[petsc-users] Error - Out of memory. This could be due to allocating too large an object or bleeding by not properly ...

Barry Smith bsmith at mcs.anl.gov
Tue Mar 1 23:00:56 CST 2016


> On Mar 1, 2016, at 10:19 PM, TAY wee-beng <zonexo at gmail.com> wrote:
> 
> 
> On 26/2/2016 9:21 PM, Barry Smith wrote:
>>> On Feb 26, 2016, at 1:14 AM, TAY wee-beng <zonexo at gmail.com>
>>>  wrote:
>>> 
>>> 
>>> On 26/2/2016 1:56 AM, Barry Smith wrote:
>>> 
>>>>    Run a much smaller problem for a few time steps, making sure you free all the objects at the end, with the option -malloc_dump this will print all the memory that was not freed and hopefully help you track down which objects you forgot to free.
>>>> 
>>>>   Barry
>>>> 
>>> Hi,
>>> 
>>> I run a smaller problem and lots of things are shown in the log. How can I know which exactly are not freed from the memory?
>>> 
>>    Everything in in the log represents unfreed memory. You need to hunt through all the objects you create and make sure you destroy all of them.
>> 
>>   Barry
>> 
> Hi,
> 
> I have some questions.
> 
> [0]Total space allocated 2274656 bytes
> [ 0]16 bytes PetscStrallocpy() line 188 in /home/wtay/Codes/petsc-3.6.3/src/sys/utils/str.c
> [ 0]624 bytes ISLocalToGlobalMappingCreate() line 270 in /home/wtay/Codes/petsc-3.6.3/src/vec/is/utils/isltog.c
> [ 0]16 bytes VecScatterCreateCommon_PtoS() line 2655 in /home/wtay/Codes/petsc-3.6.3/src/vec/vec/utils/vpscat.c
> [ 0]16 bytes VecScatterCreateCommon_PtoS() line 2654 in /home/wtay/Codes/petsc-3.6.3/src/vec/vec/utils/vpscat.c
> [ 0]1440 bytes VecScatterCreate_PtoS() line 2463 in /home/wtay/Codes/petsc-3.6.3/src/vec/vec/utils/vpscat.c
> [ 0]1440 bytes VecScatterCreate_PtoS() line 2462 in /home/wtay/Codes/
> 
> 1. What does the [0] means? I get from [0] to [23]?

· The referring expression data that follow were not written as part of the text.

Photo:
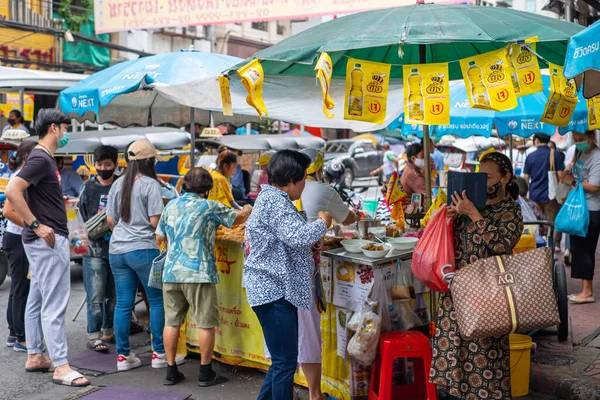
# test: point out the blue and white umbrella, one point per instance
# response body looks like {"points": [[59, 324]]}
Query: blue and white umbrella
{"points": [[524, 120], [123, 94], [582, 61]]}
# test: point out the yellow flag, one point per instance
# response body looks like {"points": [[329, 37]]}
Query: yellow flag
{"points": [[225, 95], [427, 94], [593, 105], [253, 77], [366, 91], [524, 68], [562, 100], [488, 82], [324, 70]]}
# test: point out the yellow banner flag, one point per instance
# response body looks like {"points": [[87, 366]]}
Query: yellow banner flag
{"points": [[253, 77], [525, 71], [562, 100], [488, 82], [366, 91], [427, 94], [225, 95], [593, 105], [324, 71]]}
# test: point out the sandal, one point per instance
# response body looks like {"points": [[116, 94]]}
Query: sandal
{"points": [[69, 378], [98, 346]]}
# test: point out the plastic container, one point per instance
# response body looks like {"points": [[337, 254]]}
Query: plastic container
{"points": [[520, 364], [370, 207]]}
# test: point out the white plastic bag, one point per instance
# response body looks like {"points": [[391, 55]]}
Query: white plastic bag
{"points": [[363, 345]]}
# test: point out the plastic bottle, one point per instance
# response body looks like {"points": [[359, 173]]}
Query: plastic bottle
{"points": [[555, 97], [479, 92], [355, 97]]}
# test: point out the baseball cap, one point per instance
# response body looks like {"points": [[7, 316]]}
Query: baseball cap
{"points": [[142, 150]]}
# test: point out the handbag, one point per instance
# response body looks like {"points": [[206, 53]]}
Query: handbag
{"points": [[97, 226], [574, 217], [500, 295], [156, 271]]}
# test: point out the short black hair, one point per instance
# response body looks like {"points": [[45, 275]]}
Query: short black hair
{"points": [[544, 139], [106, 153], [48, 116], [17, 113], [287, 166], [197, 180], [413, 150]]}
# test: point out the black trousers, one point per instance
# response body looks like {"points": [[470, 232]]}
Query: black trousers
{"points": [[19, 285], [583, 250]]}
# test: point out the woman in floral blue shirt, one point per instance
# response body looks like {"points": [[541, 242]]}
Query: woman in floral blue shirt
{"points": [[279, 266]]}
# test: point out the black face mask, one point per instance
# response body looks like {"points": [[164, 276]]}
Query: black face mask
{"points": [[105, 173]]}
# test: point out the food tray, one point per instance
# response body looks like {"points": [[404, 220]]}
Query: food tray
{"points": [[359, 258]]}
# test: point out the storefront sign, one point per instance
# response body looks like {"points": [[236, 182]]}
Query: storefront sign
{"points": [[20, 50], [426, 94], [562, 100], [488, 82], [324, 71], [366, 91], [122, 15], [13, 103], [593, 105], [525, 71]]}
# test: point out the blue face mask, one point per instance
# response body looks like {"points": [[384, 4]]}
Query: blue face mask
{"points": [[62, 142], [582, 146]]}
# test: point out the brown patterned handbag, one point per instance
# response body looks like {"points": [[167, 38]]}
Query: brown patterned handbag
{"points": [[505, 294]]}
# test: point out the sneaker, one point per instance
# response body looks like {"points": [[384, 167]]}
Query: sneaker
{"points": [[160, 360], [20, 348], [125, 363]]}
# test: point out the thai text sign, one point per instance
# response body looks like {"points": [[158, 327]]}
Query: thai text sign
{"points": [[121, 15]]}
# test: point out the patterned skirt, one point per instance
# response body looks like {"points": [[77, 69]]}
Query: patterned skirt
{"points": [[468, 369]]}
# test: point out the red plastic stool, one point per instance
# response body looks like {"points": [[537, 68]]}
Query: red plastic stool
{"points": [[393, 345]]}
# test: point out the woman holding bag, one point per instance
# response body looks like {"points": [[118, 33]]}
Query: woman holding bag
{"points": [[586, 171], [479, 368]]}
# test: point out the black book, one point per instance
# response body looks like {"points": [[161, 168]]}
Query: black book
{"points": [[475, 183]]}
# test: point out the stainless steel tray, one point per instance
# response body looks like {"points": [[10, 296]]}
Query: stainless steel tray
{"points": [[359, 258]]}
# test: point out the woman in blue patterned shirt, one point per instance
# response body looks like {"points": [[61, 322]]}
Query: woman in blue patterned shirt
{"points": [[279, 266]]}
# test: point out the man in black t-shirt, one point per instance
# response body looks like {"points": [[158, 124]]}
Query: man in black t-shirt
{"points": [[36, 196]]}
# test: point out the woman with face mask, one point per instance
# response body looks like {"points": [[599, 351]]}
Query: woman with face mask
{"points": [[413, 177], [97, 276], [585, 170], [480, 367]]}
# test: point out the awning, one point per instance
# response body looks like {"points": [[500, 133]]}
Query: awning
{"points": [[13, 79]]}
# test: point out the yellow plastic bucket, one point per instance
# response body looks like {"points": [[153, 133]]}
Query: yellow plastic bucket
{"points": [[520, 363]]}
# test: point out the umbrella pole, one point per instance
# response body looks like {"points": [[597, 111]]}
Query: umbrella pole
{"points": [[426, 141], [192, 138]]}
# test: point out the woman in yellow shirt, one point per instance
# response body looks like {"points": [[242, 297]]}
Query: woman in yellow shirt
{"points": [[221, 191]]}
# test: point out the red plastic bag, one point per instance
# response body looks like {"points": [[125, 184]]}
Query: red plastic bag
{"points": [[433, 255]]}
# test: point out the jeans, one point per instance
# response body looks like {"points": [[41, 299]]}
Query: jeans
{"points": [[279, 321], [129, 269], [19, 285], [100, 296]]}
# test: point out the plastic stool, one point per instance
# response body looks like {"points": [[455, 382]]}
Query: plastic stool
{"points": [[393, 345]]}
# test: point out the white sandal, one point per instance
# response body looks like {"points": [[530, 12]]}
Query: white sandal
{"points": [[69, 378]]}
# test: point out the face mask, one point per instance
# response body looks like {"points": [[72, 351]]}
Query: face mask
{"points": [[105, 173], [582, 146], [62, 142], [495, 190]]}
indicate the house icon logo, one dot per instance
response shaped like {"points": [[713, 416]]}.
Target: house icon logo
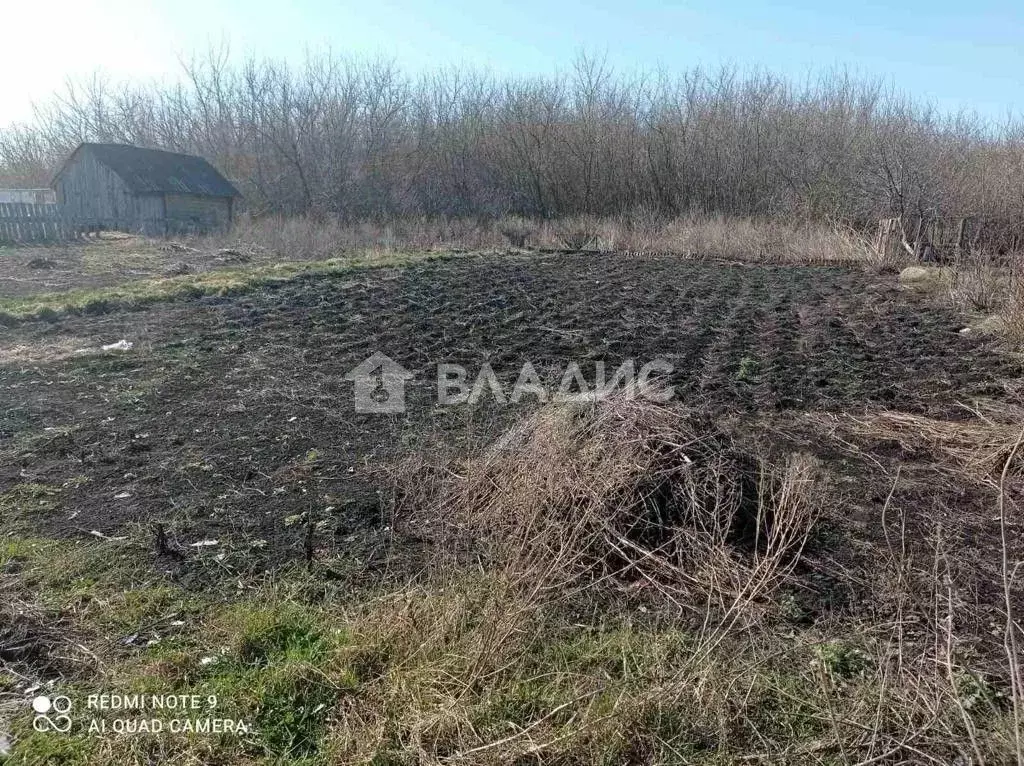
{"points": [[380, 385]]}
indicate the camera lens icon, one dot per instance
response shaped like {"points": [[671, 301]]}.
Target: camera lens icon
{"points": [[44, 706]]}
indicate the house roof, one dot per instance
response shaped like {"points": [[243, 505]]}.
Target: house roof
{"points": [[154, 171]]}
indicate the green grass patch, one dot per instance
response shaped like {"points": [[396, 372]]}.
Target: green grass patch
{"points": [[50, 306]]}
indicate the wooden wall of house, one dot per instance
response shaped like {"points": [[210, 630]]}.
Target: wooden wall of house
{"points": [[198, 213], [90, 193]]}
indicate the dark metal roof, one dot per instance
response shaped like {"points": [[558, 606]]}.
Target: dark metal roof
{"points": [[153, 171]]}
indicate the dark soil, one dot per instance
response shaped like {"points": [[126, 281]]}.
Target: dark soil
{"points": [[230, 419]]}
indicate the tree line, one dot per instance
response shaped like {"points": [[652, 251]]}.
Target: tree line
{"points": [[363, 139]]}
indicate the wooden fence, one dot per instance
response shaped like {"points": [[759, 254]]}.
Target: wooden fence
{"points": [[20, 222], [25, 223]]}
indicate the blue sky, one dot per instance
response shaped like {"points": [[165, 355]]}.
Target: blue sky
{"points": [[955, 54]]}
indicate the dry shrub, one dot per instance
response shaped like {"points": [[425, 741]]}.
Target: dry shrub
{"points": [[578, 232], [979, 284], [627, 492], [692, 236], [516, 230], [1013, 309]]}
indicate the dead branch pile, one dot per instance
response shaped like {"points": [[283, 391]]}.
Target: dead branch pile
{"points": [[630, 493]]}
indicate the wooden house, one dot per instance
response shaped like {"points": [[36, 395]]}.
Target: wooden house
{"points": [[128, 188]]}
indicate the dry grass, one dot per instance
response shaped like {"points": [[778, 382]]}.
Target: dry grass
{"points": [[976, 447], [694, 236], [628, 493]]}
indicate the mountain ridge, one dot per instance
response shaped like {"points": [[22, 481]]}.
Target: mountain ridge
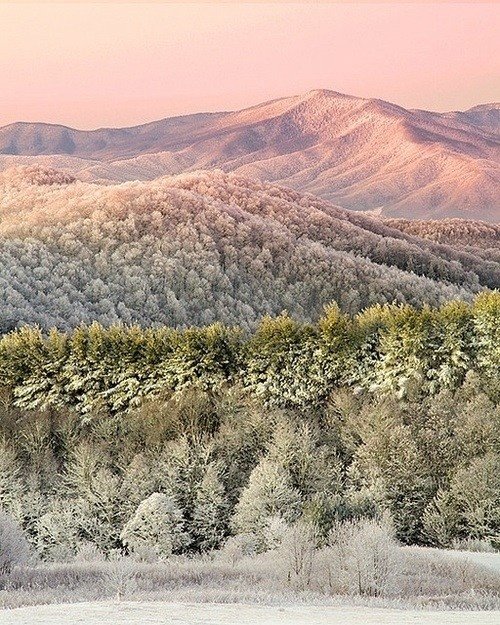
{"points": [[359, 153]]}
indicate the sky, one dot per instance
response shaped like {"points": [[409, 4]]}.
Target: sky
{"points": [[90, 65]]}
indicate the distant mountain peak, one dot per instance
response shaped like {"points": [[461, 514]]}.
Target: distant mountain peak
{"points": [[362, 154]]}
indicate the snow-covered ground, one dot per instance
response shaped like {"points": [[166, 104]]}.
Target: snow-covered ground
{"points": [[488, 560], [128, 613], [175, 613]]}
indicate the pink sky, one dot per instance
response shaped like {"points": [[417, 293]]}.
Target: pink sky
{"points": [[115, 64]]}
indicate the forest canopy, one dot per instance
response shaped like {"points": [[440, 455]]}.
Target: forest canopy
{"points": [[206, 247], [173, 441]]}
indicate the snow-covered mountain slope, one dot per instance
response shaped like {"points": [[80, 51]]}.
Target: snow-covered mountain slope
{"points": [[206, 246], [359, 153]]}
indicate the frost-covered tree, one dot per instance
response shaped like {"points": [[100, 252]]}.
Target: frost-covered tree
{"points": [[269, 494], [14, 549], [156, 525]]}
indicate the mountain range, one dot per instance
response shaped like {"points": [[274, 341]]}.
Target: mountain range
{"points": [[210, 246], [359, 154]]}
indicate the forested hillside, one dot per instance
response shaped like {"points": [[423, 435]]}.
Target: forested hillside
{"points": [[205, 247], [164, 441]]}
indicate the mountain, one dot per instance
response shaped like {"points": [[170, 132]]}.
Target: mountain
{"points": [[361, 154], [484, 116], [205, 246]]}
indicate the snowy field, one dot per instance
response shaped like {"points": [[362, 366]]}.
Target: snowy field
{"points": [[176, 612], [129, 613]]}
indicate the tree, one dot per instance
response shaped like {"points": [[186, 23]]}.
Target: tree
{"points": [[156, 525], [269, 493], [14, 548], [470, 506]]}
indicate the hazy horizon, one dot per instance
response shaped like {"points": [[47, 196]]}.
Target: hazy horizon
{"points": [[114, 64]]}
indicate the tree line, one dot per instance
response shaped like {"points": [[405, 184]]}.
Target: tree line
{"points": [[162, 441]]}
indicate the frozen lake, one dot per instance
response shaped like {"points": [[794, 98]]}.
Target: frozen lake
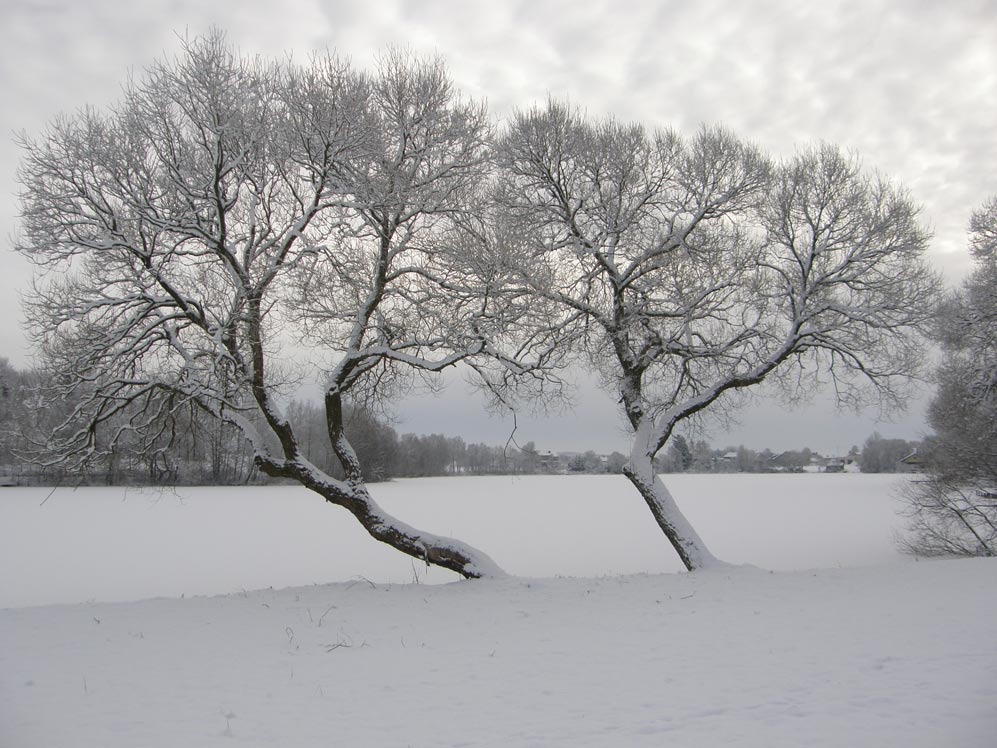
{"points": [[115, 544]]}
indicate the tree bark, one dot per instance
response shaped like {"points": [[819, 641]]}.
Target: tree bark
{"points": [[686, 541]]}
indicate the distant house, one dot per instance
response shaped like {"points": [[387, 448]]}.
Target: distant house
{"points": [[834, 466], [549, 462], [912, 463]]}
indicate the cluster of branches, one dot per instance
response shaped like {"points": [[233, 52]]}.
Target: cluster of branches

  It is the MPI process reporting the memory usage
> 
> 2. I defined a variable globally:
> 
> DM  da_cu_types
> 
> Then I use at each time step:
> 
> call DMDACreate3d(MPI_COMM_WORLD,DM_BOUNDARY_NONE,DM_BOUNDARY_NONE,DM_BOUNDARY_NONE,DMDA_STENCIL_STAR,(IIB_I_end_domain(1) - IIB_I_sta_domain(1) + 1),(IIB_I_end_domain(2) - IIB_I_sta_domain(2) + 1),&
> 
> (IIB_I_end_domain(3) - IIB_I_sta_domain(3) + 1),PETSC_DECIDE,PETSC_DECIDE,PETSC_DECIDE,1,stencil_width_IIB,PETSC_NULL_INTEGER,PETSC_NULL_INTEGER,PETSC_NULL_INTEGER,da_cu_types,ierr)
> 
> call DMDAGetInfo(da_cu_types,PETSC_NULL_INTEGER,PETSC_NULL_INTEGER,PETSC_NULL_INTEGER,PETSC_NULL_INTEGER,num_procs_xyz_IIB(1),num_procs_xyz_IIB(2),num_procs_xyz_IIB(3),&
> 
> PETSC_NULL_INTEGER,PETSC_NULL_INTEGER,PETSC_NULL_INTEGER,PETSC_NULL_INTEGER,PETSC_NULL_INTEGER,PETSC_NULL_INTEGER,ierr)
> 
> call DMDAGetCorners(da_cu_types,start_ijk_IIB(1),start_ijk_IIB(2),start_ijk_IIB(3),width_ijk_IIB(1),width_ijk_IIB(2),width_ijk_IIB(3),ierr)
> 
> call DMDAGetGhostCorners(da_cu_types,start_ijk_ghost_IIB(1),start_ijk_ghost_IIB(2),start_ijk_ghost_IIB(3),width_ijk_ghost_IIB(1),width_ijk_ghost_IIB(2),width_ijk_ghost_IIB(3),ierr)
> 
> The purpose is just to get the starting and ending inidices for each cpu partition. This is done every time step for a moving body case since the IIB_I_sta_domain and IIB_I_end_domain changes
> 
> After getting all the info, must I call DMDestroy(da_cu_types,ierr)?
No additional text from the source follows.